Gail:I believe this pandemic illustrates the need for humans to re-organize ourselves into smaller more regionally self-sufficient communities.

We’ve been operating under the principle that all growth is good, the more the better, and that we should move out of rural areas into densely packed cities and consume as much as possible.  If we really want to insure the survival of our species we will have to seriously address climate change, public health, and unlimited population growth. If we fail to do that nature will address it for us in the form of more pandemics, etc. The failure of our Federal government in the US to address this corona virus just demonstrates the foolishness of relying on government to protect everyone, not just the wealthy.

You live in nature and you eat fresh food and good meat. Is this the key for staying healthy? Are there any specific “cowboy medicines” and supplements that you could recommend to boost the immune system during this pandemic?

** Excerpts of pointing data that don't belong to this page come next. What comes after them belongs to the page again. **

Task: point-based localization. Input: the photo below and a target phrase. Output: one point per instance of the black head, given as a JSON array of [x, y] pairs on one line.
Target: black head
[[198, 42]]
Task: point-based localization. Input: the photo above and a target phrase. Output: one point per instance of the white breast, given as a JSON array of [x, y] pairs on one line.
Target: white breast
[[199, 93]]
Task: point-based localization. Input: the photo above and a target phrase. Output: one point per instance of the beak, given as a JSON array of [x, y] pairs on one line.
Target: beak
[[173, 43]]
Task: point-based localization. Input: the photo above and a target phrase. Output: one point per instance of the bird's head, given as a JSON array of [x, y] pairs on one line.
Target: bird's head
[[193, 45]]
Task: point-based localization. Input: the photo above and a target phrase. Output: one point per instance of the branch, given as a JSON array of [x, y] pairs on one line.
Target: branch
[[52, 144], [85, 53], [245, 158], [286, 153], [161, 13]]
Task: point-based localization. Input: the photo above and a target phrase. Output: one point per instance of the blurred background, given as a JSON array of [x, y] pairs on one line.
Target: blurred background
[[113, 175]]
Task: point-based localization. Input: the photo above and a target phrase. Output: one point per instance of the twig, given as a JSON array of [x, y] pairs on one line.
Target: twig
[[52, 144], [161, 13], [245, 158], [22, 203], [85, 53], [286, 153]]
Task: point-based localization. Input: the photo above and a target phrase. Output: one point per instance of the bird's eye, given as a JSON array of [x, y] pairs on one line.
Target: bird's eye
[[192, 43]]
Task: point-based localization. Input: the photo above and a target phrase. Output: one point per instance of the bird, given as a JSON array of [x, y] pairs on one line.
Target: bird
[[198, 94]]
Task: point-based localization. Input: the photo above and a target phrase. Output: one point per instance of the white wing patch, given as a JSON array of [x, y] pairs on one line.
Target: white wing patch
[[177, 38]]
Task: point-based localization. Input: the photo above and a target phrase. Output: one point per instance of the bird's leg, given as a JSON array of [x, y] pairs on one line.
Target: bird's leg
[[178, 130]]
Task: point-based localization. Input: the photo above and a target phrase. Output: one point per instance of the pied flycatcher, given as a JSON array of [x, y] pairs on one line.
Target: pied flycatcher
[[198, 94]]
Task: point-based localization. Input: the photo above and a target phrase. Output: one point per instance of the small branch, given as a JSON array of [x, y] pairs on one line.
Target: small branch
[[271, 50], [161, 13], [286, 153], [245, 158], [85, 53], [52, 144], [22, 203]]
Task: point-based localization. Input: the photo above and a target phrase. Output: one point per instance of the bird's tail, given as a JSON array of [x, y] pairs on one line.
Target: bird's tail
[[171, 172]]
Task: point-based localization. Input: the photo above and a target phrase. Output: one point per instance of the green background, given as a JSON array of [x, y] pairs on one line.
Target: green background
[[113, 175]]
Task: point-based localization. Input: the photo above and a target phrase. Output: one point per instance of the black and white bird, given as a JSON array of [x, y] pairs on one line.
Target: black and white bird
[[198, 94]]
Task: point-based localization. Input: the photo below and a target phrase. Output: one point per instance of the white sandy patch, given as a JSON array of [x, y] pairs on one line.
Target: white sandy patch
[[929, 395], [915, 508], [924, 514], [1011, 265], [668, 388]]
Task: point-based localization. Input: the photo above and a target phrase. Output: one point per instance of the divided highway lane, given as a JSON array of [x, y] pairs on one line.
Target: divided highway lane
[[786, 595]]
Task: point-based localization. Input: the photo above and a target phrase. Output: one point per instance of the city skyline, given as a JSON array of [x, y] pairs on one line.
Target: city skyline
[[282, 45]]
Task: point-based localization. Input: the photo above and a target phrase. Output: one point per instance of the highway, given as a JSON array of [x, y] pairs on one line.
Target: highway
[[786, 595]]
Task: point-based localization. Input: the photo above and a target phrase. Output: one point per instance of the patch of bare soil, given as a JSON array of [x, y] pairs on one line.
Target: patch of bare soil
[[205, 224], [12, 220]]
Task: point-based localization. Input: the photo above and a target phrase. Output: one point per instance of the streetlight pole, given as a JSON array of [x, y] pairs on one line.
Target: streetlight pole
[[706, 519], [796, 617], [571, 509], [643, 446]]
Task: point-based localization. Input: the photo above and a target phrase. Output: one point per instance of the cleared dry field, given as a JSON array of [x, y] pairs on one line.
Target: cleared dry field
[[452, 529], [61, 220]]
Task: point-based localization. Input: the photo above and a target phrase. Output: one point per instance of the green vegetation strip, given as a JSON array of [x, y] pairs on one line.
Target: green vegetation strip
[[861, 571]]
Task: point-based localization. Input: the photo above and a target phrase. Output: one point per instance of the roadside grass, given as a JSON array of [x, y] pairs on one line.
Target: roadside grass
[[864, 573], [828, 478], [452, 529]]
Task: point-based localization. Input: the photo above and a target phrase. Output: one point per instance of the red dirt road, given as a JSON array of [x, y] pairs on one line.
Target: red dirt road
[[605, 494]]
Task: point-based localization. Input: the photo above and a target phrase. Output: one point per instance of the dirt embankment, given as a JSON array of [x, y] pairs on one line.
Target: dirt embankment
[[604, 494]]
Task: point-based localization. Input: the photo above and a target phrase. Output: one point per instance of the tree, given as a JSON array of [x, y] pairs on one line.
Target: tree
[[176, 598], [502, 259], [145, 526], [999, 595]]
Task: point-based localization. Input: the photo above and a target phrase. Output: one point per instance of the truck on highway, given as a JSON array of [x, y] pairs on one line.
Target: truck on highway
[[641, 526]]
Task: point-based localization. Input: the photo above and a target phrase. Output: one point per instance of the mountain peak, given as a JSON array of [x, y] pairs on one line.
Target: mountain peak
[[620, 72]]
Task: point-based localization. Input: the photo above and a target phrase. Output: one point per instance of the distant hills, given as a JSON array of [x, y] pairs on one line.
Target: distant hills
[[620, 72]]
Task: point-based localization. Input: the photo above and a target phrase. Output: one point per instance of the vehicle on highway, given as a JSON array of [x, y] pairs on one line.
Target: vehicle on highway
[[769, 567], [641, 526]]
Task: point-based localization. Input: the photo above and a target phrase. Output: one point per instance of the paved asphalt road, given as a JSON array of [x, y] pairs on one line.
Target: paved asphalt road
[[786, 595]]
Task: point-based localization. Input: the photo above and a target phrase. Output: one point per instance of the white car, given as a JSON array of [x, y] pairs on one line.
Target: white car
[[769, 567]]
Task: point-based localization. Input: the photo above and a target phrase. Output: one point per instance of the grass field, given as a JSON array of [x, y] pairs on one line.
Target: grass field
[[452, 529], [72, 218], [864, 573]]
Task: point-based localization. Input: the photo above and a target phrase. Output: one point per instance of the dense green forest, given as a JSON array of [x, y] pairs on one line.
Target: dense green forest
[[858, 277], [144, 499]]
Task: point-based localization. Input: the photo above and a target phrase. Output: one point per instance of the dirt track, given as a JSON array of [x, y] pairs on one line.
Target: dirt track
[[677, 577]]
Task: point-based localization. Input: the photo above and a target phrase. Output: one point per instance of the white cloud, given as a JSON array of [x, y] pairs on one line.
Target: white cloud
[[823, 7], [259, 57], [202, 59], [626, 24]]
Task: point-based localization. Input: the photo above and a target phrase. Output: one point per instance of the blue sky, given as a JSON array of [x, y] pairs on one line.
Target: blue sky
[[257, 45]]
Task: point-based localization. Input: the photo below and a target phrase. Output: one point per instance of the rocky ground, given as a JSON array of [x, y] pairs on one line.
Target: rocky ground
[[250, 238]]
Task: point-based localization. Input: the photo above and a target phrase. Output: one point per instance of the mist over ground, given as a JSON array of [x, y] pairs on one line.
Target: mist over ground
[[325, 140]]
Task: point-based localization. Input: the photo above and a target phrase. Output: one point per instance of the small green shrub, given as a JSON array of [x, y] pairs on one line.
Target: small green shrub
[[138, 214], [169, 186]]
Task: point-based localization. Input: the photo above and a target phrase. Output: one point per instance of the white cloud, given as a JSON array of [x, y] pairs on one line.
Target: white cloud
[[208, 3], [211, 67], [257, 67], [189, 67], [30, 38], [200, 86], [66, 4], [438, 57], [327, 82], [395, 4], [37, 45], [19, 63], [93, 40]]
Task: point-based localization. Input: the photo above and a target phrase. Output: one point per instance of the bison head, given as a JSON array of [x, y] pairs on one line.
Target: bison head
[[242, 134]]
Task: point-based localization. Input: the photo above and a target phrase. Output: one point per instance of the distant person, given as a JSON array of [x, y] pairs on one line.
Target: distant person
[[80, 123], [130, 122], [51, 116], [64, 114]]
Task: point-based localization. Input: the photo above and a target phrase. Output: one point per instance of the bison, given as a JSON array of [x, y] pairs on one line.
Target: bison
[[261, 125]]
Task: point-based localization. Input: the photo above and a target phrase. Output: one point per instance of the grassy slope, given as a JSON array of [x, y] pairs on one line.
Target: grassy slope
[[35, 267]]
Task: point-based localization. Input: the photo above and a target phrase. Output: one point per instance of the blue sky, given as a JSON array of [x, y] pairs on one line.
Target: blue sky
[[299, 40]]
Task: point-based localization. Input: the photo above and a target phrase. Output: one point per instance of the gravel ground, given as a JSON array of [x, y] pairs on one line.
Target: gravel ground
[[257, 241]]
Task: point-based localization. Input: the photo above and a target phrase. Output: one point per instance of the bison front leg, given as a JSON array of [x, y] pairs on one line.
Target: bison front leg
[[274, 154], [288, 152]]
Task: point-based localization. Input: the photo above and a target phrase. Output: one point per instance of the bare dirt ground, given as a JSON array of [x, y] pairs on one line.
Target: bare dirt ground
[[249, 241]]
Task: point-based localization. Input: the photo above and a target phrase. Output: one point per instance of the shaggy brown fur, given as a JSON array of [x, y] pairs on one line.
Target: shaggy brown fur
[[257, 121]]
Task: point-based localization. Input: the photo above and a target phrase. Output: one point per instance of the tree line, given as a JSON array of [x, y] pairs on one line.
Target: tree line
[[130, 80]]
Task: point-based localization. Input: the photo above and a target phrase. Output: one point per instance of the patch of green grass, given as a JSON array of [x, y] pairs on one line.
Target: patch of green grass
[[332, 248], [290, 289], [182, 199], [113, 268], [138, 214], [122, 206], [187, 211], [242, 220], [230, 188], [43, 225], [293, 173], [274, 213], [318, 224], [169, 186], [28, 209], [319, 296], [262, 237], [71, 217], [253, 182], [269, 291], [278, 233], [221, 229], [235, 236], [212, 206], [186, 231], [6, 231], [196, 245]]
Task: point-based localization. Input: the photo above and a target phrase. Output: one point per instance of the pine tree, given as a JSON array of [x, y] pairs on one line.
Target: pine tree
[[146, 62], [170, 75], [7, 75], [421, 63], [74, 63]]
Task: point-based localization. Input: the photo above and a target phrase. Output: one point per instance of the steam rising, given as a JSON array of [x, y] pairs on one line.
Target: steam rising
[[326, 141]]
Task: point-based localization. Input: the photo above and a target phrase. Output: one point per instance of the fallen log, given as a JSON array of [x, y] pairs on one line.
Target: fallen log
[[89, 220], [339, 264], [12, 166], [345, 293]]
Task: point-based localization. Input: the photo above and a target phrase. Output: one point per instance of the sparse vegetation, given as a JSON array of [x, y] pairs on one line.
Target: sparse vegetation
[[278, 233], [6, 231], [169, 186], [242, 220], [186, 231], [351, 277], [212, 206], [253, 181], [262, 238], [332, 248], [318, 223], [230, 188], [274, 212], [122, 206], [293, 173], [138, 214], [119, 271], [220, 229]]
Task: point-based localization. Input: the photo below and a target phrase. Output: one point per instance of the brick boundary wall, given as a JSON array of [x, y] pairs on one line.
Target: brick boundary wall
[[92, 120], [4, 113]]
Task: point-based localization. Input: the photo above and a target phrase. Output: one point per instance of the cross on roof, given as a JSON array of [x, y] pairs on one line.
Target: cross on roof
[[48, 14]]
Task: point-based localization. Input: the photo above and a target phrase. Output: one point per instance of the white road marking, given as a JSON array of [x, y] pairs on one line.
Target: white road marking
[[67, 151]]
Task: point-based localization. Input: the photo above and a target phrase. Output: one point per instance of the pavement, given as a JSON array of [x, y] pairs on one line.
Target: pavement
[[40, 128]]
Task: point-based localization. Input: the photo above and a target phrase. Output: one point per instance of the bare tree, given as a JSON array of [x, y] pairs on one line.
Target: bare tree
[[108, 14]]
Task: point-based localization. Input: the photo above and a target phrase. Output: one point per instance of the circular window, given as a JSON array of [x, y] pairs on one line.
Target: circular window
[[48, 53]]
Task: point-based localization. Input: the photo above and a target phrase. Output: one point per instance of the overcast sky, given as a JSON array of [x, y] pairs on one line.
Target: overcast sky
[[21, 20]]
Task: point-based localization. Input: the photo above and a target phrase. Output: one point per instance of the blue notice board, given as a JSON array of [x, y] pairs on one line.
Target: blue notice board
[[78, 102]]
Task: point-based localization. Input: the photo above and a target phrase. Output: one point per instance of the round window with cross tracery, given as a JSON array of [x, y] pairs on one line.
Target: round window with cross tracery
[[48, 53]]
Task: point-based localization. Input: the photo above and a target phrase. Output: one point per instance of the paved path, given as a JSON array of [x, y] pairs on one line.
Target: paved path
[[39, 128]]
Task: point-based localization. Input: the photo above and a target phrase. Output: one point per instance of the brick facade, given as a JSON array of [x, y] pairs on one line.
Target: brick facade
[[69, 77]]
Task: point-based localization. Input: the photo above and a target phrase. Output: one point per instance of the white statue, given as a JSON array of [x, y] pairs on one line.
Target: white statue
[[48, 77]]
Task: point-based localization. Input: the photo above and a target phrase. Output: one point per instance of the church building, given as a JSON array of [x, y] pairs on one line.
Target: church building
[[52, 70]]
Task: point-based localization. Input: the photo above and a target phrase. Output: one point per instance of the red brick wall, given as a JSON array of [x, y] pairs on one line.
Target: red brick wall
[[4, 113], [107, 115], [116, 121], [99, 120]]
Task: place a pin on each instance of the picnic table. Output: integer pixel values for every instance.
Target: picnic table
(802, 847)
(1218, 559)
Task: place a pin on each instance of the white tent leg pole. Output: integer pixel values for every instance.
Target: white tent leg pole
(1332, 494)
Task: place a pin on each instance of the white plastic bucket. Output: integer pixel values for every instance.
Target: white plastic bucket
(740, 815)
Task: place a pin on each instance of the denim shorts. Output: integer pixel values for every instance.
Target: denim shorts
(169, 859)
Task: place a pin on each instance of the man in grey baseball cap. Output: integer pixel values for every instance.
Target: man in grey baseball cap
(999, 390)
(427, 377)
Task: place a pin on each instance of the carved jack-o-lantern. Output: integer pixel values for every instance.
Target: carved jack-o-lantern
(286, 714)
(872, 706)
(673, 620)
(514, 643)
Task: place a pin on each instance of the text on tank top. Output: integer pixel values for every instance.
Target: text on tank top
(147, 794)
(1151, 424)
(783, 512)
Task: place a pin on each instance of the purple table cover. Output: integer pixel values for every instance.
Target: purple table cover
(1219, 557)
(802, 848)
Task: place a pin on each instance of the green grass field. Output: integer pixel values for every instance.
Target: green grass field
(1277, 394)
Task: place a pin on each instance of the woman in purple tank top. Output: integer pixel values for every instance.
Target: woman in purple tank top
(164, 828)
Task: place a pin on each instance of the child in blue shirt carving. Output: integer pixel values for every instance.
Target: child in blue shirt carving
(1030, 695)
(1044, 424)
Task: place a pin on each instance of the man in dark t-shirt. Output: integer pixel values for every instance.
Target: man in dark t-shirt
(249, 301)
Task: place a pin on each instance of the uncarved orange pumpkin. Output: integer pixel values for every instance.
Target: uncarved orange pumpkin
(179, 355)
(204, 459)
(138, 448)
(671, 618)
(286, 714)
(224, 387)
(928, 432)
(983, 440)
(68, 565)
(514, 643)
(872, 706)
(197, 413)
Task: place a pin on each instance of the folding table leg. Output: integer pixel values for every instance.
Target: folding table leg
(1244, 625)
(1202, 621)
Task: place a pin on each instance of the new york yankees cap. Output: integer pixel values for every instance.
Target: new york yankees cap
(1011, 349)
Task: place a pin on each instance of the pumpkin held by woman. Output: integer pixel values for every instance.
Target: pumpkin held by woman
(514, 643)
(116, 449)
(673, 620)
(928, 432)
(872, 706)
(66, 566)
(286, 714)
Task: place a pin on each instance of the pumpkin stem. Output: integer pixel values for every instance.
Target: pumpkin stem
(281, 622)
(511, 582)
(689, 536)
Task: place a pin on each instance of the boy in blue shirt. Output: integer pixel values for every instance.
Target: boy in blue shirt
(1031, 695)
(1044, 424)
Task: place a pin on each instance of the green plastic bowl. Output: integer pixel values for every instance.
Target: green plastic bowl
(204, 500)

Amy: Get outside. Take your shoes off. Eat as close to the source as possible. Stop putting chemicals on your skin and into your body. Drink water. Plant something in the dirt and watch it grow. Turn off the screens. Read real books. Make something. Get to know a species other than your own. 

Gail: We eat meat we’ve raised without antibiotics or hormones and vegetables from Amy’s garden, eggs from her chickens, etc. We are outside a lot. Fresh air, sunshine, and physical activity are the best “cowboy medicines” I can recommend.

My grandfather contracted the “Spanish Flu” in the pandemic of 1918. He took to his bed with a bottle of bourbon. He always credited the whiskey for his ultimate recovery.

How is life going to be after COVID-19? Give us your vision…

Amy: Things will never be the same. But it is a human construct to believe that there is any security anyway. In the natural world, things are constantly in flux. Things are living and dying, living and dying. It is arrogant of humans to believe that we are in control. Of anything. There is a freedom and a peace with loving what is, right now. To recognize the life/death/life cycle. Perhaps we will realize that we don’t need to move around quite so much, that we don’t need to consume quite so much. Perhaps we will recognize that bigger and more are not always better. Perhaps we will connect at a deeper level than buying and selling and having all of the answers. 

Gail:I sincerely hope that this is an opportunity for all of us to examine how we have been living and to slow down a little, consume less, travel less until we find a carbon neutral way to do that… I hope we will love each other more, appreciate our old people more, and appreciate the moments we’ve each been given to spend here more.